4 Things Mobile App Developers Frequently Forget
With all the pressure in this industry to deliver great user experiences and earn five-star reviews, consider the following.
With all the pressure in this industry to deliver great user experiences and earn five-star reviews, digital teams can forget a thing or two when it comes to app development and testing. Here are four best practices worth remembering.
1. Consider why you’re building an app in the first place
Providing the public with a mobile app is a critical aspect of modern business, but sometimes you get so caught up in just getting your mobile app out to consumers that you forget why you started building an app in the first place. While you might have an overarching objective, many experts recommended creating apps that will have an impact on specific goals. OopsMistake
「Mobile is really about supporting your overall business objective,」 Forrester Research analyst Julie Ask told Computerworld. 「Sometimes it’s around revenue or sales, sometimes it’s about influencing sales in stores. It could be about customer service.」
2. Ensure tight security
Consumers must have a good experience on your mobile app, and that often means devoting a wealth of resources to creating an awesome user interface or taking advantage of specific smartphone features. However, many mobile app developers forget to double-down on mobile app security. According to BlueBox’s recent report on travel app security, 40% of Android apps and 60% of iOS apps that it tested had flaws in code that threaten user privacy.
3. Provide continuous quality by keeping up with changes
Every few months, a new smartphone or tablet is announced. For you, this is great news — it’s great to be in a profession with constant innovation — but you must always remember that the next most-wanted feature hasn’t happened yet. You can’t predict consumer trends, so you must ensure continuous quality by doing performance testing and mobile app monitoring and releasing updates that take advantage of the newest capabilities.
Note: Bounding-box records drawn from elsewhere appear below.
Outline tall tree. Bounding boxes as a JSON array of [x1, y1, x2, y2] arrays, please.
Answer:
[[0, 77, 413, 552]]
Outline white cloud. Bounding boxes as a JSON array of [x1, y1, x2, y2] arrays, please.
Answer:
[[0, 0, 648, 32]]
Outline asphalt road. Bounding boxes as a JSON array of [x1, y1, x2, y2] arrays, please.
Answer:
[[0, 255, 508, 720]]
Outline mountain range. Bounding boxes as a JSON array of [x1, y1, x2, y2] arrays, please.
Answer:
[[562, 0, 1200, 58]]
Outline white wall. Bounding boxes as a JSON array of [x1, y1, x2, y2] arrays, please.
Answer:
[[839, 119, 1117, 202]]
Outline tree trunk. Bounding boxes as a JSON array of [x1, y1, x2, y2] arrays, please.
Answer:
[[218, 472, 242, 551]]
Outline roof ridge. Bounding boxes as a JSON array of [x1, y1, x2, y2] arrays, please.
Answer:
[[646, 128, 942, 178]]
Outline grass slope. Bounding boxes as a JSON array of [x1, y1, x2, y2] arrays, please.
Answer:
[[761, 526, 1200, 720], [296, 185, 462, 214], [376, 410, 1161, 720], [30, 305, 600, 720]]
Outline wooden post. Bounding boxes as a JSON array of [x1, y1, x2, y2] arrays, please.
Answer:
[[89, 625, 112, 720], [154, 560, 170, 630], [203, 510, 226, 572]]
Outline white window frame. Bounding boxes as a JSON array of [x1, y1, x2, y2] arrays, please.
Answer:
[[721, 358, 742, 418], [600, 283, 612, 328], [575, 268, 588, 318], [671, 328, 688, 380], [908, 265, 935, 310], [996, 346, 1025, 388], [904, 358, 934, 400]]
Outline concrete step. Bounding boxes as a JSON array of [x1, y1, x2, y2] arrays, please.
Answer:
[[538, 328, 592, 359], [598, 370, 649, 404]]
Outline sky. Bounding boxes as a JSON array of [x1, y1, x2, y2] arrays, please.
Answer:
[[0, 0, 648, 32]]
4. Customers must be satisfied
At the end of the day, you’re developing mobile apps for end users and you need to test for specific user profiles. If you don’t please your target consumers, your app will start to slide down the slippery slope of poor app store reviews and user churn.
In a conversation with Computerworld, Alan Pelz-Sharpe, research director for social business at 451 Research, was referring to mobile app development when he explained that 「It’s all about understanding the personas and building the apps around the personas.」
In that regard, mobile apps should always meet a need, make a process easier or provide tools that otherwise aren’t available on mobile devices.